Despite the exponential growth in studies exploring the contribution of the gut microbiota to various states of health and disease, datasets are largely incompatible with each other, predominately due to differences in experimental protocols [14]. Standardization of methodological approaches to overcome this inherent variability between studies has been recognised by others [15] as a way to maximise the potential utility of the growing volume of composition data for use in meta-analyses to ascertain clear disease associations and treatment effects. Given the growing number of large population-based studies and need for high-throughput sample analysis, we explored the impacts that modifications to a commercially available DNA extraction kit had on determination of microbial composition.

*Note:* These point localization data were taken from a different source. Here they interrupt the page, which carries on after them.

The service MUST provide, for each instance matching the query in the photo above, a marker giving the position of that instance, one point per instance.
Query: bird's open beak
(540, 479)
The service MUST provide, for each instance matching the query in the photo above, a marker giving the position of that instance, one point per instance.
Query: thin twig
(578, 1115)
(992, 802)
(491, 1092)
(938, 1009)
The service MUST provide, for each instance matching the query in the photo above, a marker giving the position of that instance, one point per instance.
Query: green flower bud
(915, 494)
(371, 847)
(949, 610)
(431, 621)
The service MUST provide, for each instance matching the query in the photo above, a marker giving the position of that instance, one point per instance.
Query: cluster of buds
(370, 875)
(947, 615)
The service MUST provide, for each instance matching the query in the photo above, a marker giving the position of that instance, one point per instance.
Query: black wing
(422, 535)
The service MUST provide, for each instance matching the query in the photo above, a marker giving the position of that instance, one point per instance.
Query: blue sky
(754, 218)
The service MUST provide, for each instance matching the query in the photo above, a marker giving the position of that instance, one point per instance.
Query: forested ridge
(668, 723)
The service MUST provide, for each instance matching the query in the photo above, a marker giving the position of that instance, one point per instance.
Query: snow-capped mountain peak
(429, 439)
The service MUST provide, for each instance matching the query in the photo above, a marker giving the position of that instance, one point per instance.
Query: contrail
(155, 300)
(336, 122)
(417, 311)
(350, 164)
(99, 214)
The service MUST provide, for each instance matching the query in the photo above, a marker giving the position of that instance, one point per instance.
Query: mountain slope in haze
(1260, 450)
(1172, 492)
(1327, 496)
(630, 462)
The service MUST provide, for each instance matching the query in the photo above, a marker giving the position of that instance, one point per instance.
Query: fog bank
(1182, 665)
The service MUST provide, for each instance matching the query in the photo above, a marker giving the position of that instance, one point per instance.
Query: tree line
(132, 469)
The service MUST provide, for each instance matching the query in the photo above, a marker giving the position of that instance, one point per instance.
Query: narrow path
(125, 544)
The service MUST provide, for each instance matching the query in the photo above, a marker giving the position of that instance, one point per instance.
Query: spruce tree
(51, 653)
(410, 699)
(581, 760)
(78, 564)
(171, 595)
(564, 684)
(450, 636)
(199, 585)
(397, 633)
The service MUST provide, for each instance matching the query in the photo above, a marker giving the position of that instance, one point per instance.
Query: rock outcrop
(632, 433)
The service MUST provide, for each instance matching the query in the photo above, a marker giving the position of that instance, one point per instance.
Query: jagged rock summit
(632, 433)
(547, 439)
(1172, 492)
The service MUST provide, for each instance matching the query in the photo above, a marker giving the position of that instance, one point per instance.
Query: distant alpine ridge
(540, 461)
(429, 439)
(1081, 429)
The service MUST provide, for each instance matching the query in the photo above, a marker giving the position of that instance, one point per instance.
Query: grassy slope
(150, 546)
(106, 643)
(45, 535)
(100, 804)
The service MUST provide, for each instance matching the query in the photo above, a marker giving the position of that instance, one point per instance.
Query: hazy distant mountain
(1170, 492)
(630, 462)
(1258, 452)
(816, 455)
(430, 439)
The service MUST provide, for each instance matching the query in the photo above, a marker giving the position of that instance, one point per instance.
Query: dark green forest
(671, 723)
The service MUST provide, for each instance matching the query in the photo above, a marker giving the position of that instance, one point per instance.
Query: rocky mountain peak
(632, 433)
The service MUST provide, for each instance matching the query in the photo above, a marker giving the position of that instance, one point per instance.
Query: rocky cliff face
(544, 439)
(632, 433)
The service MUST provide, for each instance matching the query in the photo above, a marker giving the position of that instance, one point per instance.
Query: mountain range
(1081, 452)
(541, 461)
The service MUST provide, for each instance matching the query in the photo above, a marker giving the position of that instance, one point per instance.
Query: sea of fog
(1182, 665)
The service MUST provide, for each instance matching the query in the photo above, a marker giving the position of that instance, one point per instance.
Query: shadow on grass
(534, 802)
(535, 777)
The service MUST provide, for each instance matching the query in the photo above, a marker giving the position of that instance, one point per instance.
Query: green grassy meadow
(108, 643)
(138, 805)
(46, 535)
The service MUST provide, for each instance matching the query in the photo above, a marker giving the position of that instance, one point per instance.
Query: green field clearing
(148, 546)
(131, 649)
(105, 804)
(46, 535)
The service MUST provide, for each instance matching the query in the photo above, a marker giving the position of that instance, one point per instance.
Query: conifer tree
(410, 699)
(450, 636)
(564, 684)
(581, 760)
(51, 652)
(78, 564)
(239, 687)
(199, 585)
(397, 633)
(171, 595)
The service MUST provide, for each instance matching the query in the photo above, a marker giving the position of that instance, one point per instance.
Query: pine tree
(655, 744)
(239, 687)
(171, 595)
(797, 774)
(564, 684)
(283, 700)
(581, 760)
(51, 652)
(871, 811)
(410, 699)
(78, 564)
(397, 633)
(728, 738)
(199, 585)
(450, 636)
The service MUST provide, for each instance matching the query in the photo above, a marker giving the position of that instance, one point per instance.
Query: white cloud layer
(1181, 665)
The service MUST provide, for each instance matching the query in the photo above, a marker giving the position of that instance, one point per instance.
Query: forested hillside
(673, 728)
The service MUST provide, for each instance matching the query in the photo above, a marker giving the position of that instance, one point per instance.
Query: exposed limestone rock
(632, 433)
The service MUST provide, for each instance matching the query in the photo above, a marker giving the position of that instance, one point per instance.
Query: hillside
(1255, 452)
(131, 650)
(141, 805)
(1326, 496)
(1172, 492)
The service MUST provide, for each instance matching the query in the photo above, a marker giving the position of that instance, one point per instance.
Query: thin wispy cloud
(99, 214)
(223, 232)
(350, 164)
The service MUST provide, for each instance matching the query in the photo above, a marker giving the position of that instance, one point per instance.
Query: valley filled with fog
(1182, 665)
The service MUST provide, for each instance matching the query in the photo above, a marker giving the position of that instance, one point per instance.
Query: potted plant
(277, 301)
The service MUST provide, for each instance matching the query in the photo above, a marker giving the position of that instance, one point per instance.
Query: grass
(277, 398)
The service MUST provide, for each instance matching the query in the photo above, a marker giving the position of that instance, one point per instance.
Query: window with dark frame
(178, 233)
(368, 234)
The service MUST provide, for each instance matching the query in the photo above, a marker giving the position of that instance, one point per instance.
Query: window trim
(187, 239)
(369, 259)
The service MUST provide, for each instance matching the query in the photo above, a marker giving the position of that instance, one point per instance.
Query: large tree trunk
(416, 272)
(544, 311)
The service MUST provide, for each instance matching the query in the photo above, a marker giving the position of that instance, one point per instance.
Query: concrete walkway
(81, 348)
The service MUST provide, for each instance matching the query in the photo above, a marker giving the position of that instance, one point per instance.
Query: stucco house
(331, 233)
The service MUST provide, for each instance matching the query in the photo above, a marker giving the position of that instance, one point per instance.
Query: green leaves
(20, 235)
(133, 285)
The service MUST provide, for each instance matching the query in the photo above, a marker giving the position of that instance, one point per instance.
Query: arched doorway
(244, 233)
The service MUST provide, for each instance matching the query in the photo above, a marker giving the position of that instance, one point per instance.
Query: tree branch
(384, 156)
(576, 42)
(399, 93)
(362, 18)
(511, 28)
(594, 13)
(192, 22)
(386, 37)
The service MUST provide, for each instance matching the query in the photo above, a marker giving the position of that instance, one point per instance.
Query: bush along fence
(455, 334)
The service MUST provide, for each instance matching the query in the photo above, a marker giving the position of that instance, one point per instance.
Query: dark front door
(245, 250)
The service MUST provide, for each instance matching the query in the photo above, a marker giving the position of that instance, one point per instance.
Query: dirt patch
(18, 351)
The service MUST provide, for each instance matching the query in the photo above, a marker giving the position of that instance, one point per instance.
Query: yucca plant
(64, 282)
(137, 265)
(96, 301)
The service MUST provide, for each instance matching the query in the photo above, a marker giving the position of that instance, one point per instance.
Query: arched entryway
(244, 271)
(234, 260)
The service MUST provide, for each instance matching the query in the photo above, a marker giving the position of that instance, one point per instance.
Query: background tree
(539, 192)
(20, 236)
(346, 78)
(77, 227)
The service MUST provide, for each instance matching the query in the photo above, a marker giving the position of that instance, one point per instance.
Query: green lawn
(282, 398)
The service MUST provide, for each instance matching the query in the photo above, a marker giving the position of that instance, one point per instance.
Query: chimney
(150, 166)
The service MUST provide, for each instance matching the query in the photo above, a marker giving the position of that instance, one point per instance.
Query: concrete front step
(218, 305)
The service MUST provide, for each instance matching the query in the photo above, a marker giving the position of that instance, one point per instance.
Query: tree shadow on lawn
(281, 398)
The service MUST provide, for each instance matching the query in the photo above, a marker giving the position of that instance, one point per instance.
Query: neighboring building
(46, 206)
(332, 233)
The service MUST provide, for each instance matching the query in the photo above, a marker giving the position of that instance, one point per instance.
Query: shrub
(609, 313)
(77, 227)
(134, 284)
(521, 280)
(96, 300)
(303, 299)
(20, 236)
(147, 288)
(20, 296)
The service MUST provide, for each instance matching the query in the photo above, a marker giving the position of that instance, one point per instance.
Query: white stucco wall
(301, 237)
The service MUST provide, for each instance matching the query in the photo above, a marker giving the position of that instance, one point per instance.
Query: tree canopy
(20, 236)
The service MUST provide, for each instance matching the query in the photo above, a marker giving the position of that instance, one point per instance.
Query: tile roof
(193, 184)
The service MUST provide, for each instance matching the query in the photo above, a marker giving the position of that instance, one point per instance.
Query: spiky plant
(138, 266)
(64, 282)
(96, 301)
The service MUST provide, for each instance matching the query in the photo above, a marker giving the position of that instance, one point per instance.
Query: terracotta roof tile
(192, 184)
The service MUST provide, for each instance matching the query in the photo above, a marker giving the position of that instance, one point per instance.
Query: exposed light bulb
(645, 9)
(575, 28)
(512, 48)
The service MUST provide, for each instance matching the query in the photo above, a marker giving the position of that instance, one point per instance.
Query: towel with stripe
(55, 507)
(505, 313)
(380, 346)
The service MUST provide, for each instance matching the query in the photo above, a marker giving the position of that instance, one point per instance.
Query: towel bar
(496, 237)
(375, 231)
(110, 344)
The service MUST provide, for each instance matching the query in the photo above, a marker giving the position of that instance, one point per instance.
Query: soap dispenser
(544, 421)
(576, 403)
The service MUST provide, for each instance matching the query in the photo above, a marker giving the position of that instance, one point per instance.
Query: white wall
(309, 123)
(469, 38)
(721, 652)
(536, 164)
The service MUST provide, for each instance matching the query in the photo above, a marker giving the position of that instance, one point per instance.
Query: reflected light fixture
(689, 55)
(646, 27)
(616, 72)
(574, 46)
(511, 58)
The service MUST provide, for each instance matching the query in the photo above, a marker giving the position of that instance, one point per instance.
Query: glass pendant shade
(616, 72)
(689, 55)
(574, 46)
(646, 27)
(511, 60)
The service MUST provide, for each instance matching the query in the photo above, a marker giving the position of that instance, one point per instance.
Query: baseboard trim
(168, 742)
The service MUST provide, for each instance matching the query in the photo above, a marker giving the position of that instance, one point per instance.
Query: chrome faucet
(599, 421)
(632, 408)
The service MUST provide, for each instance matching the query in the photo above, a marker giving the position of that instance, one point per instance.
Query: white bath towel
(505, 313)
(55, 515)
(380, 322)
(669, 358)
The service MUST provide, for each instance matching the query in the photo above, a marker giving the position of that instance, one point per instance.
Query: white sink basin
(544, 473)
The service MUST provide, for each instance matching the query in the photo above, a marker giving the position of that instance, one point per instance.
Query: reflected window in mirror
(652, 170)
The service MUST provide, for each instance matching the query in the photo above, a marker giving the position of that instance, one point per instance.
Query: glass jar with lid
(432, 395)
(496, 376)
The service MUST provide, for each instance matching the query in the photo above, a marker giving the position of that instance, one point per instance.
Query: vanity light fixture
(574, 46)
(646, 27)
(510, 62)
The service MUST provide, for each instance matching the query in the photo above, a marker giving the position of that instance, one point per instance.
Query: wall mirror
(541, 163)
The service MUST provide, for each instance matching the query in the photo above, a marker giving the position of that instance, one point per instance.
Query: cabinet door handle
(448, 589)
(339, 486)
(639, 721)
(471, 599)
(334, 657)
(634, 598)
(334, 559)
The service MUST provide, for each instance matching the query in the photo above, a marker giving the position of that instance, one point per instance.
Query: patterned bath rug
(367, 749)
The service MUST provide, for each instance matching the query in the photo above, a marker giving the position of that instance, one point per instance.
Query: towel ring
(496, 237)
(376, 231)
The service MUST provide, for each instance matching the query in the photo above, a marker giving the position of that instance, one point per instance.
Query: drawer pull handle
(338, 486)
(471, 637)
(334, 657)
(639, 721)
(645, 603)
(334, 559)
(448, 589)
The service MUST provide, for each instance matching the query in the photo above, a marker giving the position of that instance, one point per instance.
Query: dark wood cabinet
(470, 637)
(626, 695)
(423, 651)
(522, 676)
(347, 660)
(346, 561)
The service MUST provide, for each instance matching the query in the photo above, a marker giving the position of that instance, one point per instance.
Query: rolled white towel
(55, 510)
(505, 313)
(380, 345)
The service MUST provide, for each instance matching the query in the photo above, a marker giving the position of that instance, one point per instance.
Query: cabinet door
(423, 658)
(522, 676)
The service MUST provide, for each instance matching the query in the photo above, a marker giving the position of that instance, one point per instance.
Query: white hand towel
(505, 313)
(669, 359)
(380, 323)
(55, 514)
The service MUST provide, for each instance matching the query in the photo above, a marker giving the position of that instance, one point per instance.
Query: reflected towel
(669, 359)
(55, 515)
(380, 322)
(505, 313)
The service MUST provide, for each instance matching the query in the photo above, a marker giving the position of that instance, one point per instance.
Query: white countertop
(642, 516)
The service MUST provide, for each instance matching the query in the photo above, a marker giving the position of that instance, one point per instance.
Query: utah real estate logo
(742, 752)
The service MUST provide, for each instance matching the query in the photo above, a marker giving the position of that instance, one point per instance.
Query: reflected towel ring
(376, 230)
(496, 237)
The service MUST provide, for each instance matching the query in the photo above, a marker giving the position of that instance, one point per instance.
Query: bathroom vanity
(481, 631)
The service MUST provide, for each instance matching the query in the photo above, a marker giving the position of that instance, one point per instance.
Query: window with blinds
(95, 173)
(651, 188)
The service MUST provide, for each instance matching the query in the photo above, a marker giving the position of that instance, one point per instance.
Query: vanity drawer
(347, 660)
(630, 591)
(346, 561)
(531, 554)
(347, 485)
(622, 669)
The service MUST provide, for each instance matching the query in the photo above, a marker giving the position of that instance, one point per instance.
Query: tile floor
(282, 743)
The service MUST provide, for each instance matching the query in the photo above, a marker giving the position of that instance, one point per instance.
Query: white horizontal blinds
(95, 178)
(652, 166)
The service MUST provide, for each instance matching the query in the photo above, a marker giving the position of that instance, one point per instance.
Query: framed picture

Established in-house methods for faecal DNA extraction for microbial composition profiling involve a series of mechanical and chemical lysis steps [11] and extended workflows that are not always amenable to high-throughput sample analysis. Commercially available extraction kits for use on automated platforms offer the advantage of shorter processing times and higher throughput. However, the impact that the modified workflows may have on the completeness of compositional data cannot be discounted. Notably, bead-beating approaches have long been used to lyse the tough outer membrane of some gram-positive bacteria, that may otherwise be undisrupted by chemical lysis alone [16]. The outcome of repeated chemical and mechanical lysis steps in an established in-house method was compared to a single pass of chemical and/or mechanical lysis as part of a shorter semi-automated protocol. Global diversity metrics were not significantly different between methods, although a modest decrease in OTU count (~ 6%) was noted when using the commercial kit without additional sample pre-processing steps. Of particular note, the relative abundance of four key bacterial phyla were significantly different when using the commercial kit (without bead beating) relative to the in-house method, including a marked reduction (~ 33%) in the relative abundance of the Firmicutes phylum and a potential over-representation of the relative abundance of the Bacteroidetes phylum (~ 45% higher) as a possible consequence of compromised detection of gram-positive species skewing the broader community profile. That said, we did observe that some of the lower-order taxa within this phylum appeared to be more susceptible than others to compromised detection when using the Maxwell method, including the known butyrate producing Anaerobutyricum, Blautia, and Faecaliabactierum genera. The extent of these differences were ameliorated, in part, with the introduction of additional sample pre-processing steps prior to completion of the automated extraction protocol (“In-house + Maxwell”). These observations support the need for consideration of additional lysis steps if employing automated DNA extraction approaches for microbial compositional profiling.

Limitations

This study is not without its limitations, employing a modest sample and comparing the existing in-house method to a single commercial kit only. We also reported data to the genus level only and so are unable to comment on how rare taxa may have been impacted or if greater read depth may have impacted outcomes for lower-level taxa. However, despite these limitations, outcomes clearly indicate that underrepresentation of some taxa is possible when using extraction methods that do not include mechanical lysis. This observation is crucial in the ongoing consideration of standardisation of methodological approaches to increase the comparability of microbial compositional profiling studies. DNA extraction methods employing a combination of both mechanical and chemical lysis (either in-house or via additional pre-processing steps prior to use of commercial kits) are considered preferable in achieving a more accurate microbial compositional profile.